Continue Reading Below
The Thomson Reuters/Paynet Small Business Lending Index, which measures the overall volume of financing to U.S. small businesses, sank about 5% from the prior month on a seasonally adjusted basis, hitting its lowest reading since October. It was the fourth-lowest level on record.However, compared with a year ago the index was up 9% in May, PayNet said.
William Phelan, PayNet's president and founder, said the numbers suggest the economic recovery has stalled.

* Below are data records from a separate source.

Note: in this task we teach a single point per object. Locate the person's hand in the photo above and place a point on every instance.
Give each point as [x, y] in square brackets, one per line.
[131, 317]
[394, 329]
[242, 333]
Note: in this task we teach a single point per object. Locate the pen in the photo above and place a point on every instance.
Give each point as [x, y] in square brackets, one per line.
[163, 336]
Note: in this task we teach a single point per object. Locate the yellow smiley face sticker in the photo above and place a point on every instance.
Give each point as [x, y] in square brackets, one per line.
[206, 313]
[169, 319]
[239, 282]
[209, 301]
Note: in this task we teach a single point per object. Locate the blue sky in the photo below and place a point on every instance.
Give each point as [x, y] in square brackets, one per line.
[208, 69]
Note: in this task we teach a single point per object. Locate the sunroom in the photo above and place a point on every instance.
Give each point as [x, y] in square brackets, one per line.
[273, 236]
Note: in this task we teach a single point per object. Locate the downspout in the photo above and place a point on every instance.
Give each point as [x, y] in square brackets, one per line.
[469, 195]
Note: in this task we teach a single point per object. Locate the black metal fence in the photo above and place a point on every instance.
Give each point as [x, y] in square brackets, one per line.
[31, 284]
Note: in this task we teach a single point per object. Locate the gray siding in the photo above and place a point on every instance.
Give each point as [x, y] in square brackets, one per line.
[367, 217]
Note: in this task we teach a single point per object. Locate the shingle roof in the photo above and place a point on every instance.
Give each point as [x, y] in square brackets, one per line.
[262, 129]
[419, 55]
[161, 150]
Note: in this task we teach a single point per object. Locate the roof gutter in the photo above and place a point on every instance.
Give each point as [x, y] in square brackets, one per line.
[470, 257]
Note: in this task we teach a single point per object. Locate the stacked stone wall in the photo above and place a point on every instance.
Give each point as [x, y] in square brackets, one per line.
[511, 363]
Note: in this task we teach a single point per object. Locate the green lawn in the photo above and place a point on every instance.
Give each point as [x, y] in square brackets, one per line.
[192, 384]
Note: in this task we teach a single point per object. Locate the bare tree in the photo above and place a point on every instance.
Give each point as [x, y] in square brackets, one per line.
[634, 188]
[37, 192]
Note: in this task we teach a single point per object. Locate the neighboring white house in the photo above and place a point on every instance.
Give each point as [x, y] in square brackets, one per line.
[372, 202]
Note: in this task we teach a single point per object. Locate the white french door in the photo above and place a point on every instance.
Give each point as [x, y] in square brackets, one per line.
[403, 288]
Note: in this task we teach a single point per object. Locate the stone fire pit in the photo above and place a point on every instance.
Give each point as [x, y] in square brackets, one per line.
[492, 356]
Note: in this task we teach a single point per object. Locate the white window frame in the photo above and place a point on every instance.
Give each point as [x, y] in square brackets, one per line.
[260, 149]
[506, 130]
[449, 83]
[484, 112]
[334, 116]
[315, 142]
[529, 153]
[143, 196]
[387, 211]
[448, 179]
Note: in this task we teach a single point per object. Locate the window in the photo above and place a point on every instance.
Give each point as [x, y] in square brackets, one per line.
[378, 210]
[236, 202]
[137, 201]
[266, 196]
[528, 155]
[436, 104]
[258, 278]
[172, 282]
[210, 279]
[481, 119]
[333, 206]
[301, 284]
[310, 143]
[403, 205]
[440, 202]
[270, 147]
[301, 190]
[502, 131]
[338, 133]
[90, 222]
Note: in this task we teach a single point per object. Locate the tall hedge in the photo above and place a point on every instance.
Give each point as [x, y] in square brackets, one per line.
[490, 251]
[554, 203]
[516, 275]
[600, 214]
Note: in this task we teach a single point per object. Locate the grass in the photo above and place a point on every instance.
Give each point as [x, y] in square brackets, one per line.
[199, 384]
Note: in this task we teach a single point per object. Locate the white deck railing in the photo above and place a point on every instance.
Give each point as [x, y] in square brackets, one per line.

"We are in these irons," he said in an interview, using a sailor's term for a boat pointed so straight into the wind that its sails flap ineffectively.
"Small business owners are cautious about expanding. They are retaining their capital and they are not interested in going out on a limb at this point because they are uncertain about the future."
The U.S. government is set to release data on Friday that is expected to show the economy shed 110,000 jobs in June.
President Barack Obama has expressed concern about the pace of jobs growth, and has been pushing for targeted measures to help small businesses invest.
But impending regulatory overhauls in the U.S. healthcare and finance industries are making it difficult for small businesses to gauge what their costs will be in the future, and are holding them back from spending now, Phelan said.
Investment in plants and equipment at small businesses has decreased for most of this year, the index shows.
While that trend in itself does not signal the economy is headed for a so-called double dip recession, it does raise the chances, Phelan said.
"Smaller companies may not have the resources to last in stalled economic times," Phelan said.
"I'd be really cautious that a time like this couldn't force us into a double dip if this continues."
In one glimmer of good news for the economic outlook, separate data released by PayNet on Thursday showed that fewer companies are falling behind on their existing loan payments.
Accounts in moderate delinquency, or those behind by 30 days or more, fell in May to 3.36% from 3.47% in April, PayNet said Tuesday.
Accounts 90 days or more behind in payment, or in severe delinquency, fell to 1.11% in May from 1.21%.
Accounts behind 180 days or more, or in default and unlikely to ever get paid, fell to 0.91% of total receivables in May from 0.94% in April, according to PayNet, which provides risk-management tools to the commercial lending industry.
The Thomson Reuters/Paynet small business lending index is correlated to developments in the overall economy, with changes in the index preceding changes in the overall U.S. economy by two to five months.
PayNet collects real-time loan information, such as originations and delinquencies, from more than 200 leading U.S. capital equipment lenders.